I divert my eyes finding Kadence and Nix, but before I know it, I’m back to watching Sy. His eyes narrow when they meet mine. Before I can make a move, I see him stalk toward me. I falter in my step not sure what to do. I can’t leave. I’ve made it this far. Instead, I try to find an escape, somewhere to detour away from him. But before I can come up with anything, his hand is around my wrist and he’s growling in my ear.
“What the fuck did you do to your hair?” What the fuck? The man doesn’t speak to me for weeks and that’s what he asks?
“Get your hands off me.” I jerk, trying to release myself from his hold.
“I’m not even kidding, Holly. What the fuck did you do to your hair?” he asks again. I’ve pictured this scene play out so many times in the last few weeks, and never in any of the scenarios did I think that’s what he would be asking.

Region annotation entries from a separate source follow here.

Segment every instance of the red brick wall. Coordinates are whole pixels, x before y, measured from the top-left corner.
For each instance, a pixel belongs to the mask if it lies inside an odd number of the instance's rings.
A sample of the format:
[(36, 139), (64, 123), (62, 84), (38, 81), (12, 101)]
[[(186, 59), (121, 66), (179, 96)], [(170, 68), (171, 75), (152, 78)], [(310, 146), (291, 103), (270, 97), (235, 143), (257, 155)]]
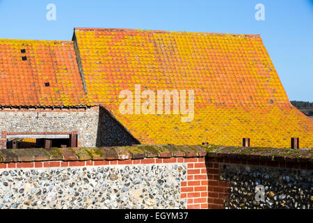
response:
[(124, 160), (45, 161), (0, 163), (0, 169), (67, 167), (117, 164), (182, 163), (187, 165), (187, 179), (181, 182), (181, 198), (187, 199), (188, 209), (207, 209), (207, 172), (204, 157), (145, 158)]
[[(1, 134), (0, 137), (0, 149), (6, 149), (6, 136), (8, 134), (42, 134), (42, 137), (45, 137), (45, 134), (77, 134), (77, 131), (73, 131), (71, 132), (1, 132)], [(79, 138), (77, 138), (77, 140)], [(80, 141), (77, 141), (78, 146), (81, 144)]]
[(182, 198), (187, 199), (188, 209), (207, 209), (207, 173), (204, 157), (184, 159), (187, 180), (182, 182)]
[(224, 164), (284, 169), (313, 169), (313, 164), (309, 162), (273, 162), (259, 160), (207, 157), (205, 164), (208, 177), (209, 209), (223, 209), (224, 202), (230, 197), (230, 182), (220, 180), (219, 178), (221, 165)]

“Sy, what the hell do you think you’re doing?” Kadence races over to where we stand before I can answer him.
“Stay out of it, Kadence. This is between Holly and me.” Sy’s eyes rest on me, not releasing his grip.
“Like hell, Sy. Let her go,” she snaps back, moving in to break the connection he has on me. His grip softens, but still stays firm. I narrow my eyes when he smiles and my heart rate spikes up. Keep it together, Holly.
I see Nix pull Kadence back to the side, but I don’t take my eyes off the arrogant man holding me.
“You’re keeping your shit together. I’ll give you that,” he whispers, his breath warm and inviting over my ear. “But we will be talking tonight. You can guarantee that,” he promises before pulling back. I don’t move, but focus on my breathing. He’s right. I am keeping my shit together, but if I don’t get away from him, I’ll fucking lose it.
“If you’ll excuse me, I need a drink,” I say, turning my back and heading for the bar.